The information below comes from the statement of deficiencies compiled by health inspectors and provided to AHCJ by the Centers for Medicare and Medicaid Services. It does not include the steps the hospital plans to take to fix the problem, known as a plan of correction. For that information, you should contact the hospital, your state health department or CMS. Accessing the document may require you to file a Freedom of Information Request. Information on doing so is available here.


Based on policy review, medical record review and interview, the hospital failed to keep a current nursing care plan for 1 of 5 (Patient #3) sampled patients.

The findings included:

1. Review of the hospital's "NE1 [Wound Assessment Tool] Wound Assessment" policy revealed, "...PURPOSE...To increase documentation accuracy and consistency for skin and wound documentation. To provide guidelines for skin and wound digital image documentation for the medical record. To provide guidelines for appropriate implementation of the NE1 Wound Assessment Tool...DEFINITION...A standardized, evidence based skin and wound assessment tool used to assess patients who have been admitted with or develop skin break down...The NE1 Tool can also be used for "other" types of skin and wound problems for correct identification and assessment for level of tissue damage and healing progression or regression...POLICY...The admitting physician should be contacted for any patient with a wound to receive a wound care consult...Patient's nurse or wound care team member takes a digital image of skin breakdown that is caused by pressure...occurrence...prior to discharge (beginning with stage 1 pressure ulcers..."

2. Medical record review for Patient #3 revealed an admission date of [DATE] with diagnoses which included Chronic Liver Disease, Liver Cirrhosis with Hepatic [DIAGNOSES REDACTED] and Ascites, Severe Hyponatremia, Metabolic [DIAGNOSES REDACTED], Alcohol Abuse and Withdrawal, Moderate Protein Calorie Malnutrition, Anascara and History of Bipolar Disorder.

A nurse's note dated 10/6/17 at 12:00 PM revealed, "...Excoriation Posterior Buttock bilateral...Tissue type-worst: Purple/maroon/deep red..." A nurse's note dated 10/27/17 at 4:00 AM revealed, "...Excoriation Posterior Buttock bilateral...Tissue type-worst: Pink/red/[DIAGNOSES REDACTED]/intact..." The same wound was documented in the nurses' notes at least once each shift from 10/6/17 through 10/27/17. There was no documentation of the size of the area of the wound or whether the wound progressed or regressed. There were no photographs of the wound in the medical record. There was no documentation the physician or the wound care team was notified of the wound.

A nurse's note dated 10/6/17 at 12:00 PM and 4:00 PM and 10/8/17 at 8:00 PM revealed, "...Cleansed/applied: Prot [protective] barrier crm [cream]/oint [ointment]/wip [wipes]..." A nurse's note dated 10/11/17 at 8:00 AM revealed, "...Cleansed/applied: POWDER..." There were no other treatment interventions documented for the wound.
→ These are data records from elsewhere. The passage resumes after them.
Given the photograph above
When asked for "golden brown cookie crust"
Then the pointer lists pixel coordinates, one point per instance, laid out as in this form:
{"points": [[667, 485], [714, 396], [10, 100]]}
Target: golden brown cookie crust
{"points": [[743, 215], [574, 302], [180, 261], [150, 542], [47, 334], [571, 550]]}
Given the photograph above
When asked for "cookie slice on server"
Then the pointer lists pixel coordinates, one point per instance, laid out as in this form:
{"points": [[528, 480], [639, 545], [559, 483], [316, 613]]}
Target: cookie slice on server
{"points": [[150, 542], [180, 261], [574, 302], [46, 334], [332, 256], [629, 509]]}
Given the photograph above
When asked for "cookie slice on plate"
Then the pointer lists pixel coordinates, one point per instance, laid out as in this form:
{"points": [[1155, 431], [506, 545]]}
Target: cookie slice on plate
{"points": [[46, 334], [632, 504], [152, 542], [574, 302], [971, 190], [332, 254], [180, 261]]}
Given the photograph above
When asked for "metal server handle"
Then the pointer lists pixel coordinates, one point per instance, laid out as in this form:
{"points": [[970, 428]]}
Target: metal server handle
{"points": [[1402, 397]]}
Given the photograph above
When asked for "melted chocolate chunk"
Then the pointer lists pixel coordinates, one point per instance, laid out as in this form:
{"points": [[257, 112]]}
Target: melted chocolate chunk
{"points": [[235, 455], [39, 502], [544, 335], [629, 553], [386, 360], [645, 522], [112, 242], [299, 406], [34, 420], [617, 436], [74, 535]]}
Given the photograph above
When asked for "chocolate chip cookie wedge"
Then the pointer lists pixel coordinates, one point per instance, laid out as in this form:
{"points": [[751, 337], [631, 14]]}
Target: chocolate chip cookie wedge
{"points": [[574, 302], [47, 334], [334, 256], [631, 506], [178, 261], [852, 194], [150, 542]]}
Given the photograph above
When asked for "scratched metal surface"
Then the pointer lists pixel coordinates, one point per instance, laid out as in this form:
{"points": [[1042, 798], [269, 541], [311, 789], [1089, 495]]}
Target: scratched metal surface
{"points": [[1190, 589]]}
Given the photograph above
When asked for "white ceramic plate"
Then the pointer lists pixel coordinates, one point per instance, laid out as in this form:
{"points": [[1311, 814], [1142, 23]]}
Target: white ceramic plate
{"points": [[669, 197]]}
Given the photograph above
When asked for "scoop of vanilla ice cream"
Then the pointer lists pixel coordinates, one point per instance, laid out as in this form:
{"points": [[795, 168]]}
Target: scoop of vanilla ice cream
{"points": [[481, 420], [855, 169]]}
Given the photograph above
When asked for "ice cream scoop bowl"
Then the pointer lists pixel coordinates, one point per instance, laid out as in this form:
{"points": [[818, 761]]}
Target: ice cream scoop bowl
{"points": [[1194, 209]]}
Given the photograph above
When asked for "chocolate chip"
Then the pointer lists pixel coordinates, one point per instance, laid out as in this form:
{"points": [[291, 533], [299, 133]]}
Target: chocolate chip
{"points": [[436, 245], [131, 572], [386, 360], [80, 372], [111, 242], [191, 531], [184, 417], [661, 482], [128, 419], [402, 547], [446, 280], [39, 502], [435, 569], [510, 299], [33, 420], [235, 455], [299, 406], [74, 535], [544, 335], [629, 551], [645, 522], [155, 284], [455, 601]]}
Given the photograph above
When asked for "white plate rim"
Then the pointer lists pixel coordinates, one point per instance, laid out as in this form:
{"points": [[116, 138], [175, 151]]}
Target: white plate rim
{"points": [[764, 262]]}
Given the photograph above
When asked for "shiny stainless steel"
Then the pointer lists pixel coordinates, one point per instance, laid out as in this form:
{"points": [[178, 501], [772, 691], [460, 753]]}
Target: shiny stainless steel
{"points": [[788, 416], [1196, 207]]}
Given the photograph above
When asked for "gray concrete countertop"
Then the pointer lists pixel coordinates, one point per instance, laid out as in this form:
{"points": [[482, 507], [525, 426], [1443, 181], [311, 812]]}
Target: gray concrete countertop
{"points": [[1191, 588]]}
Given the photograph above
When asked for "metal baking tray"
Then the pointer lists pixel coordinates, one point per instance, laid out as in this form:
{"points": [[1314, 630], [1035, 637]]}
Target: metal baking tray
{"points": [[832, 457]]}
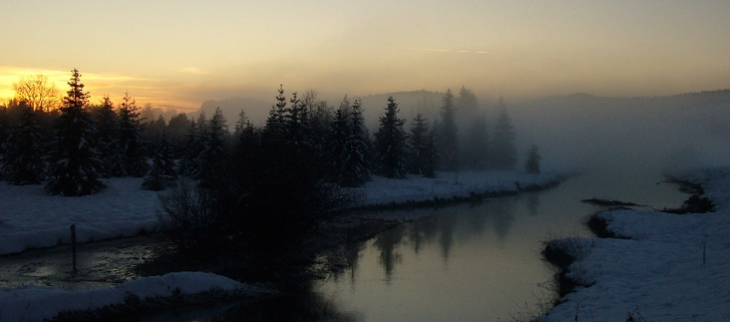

Review of Patient #3's medical record from Hospital #2 dated 10/27/17 at 3:15 PM revealed documentation of 6 wounds: "...Admission Wound Assessment...Location (Anatomical Site): R [right] hip [box checked] Pressure Injury...DPTI [deep pressure tissue injury]...Site (cm) [centimeters] (LxW) [length by width]: 3x3... Location (Anatomical Site): R heel...Pressure Injury...DPTI...Site (cm) (LxW): 4x4...location (Anatomical Site): L [left] heel...Pressure Injury...DPTI...[LxW documented on Pressure Ulcer Data Collection Tool was 4x4]... Location (Anatomical Site): R ear...Pressure Injury...DPTI...Site (cm) (LxW): 1x0.5... Location (Anatomical Site): R back...Pressure Injury...DPTI...[LxW documented on Pressure Ulcer Data Collection Tool was 2x2]...Location (Anatomical Site): gluteals...Pressure Injury: Stg [Stage] II c [with] DPTI...Site (cm) (LxW): 2x3 (Stg II) - 10x8 (DPTI)..." There was no documentation of the wounds to the right hip, right and left heel, right ear or right back by Hospital #1. There was no documentation of an assessment of a Stage II wound to the gluteals by Hospital #1.

3. During an interview in the Senior Clinical Analysist Office on 6/26/18 at 9:47 AM, the Risk Manager confirmed the four treatments noted above were the only documented treatments in the medical record for Patient #3. The Risk Manager confirmed the only wound documented in the medical record for Patient #3 was the excoriation of the buttocks. The Risk Manager confirmed there was no documentation of the progression or regression of the wound, no documentation the physician or wound care team had been notified and no photographs of the wound.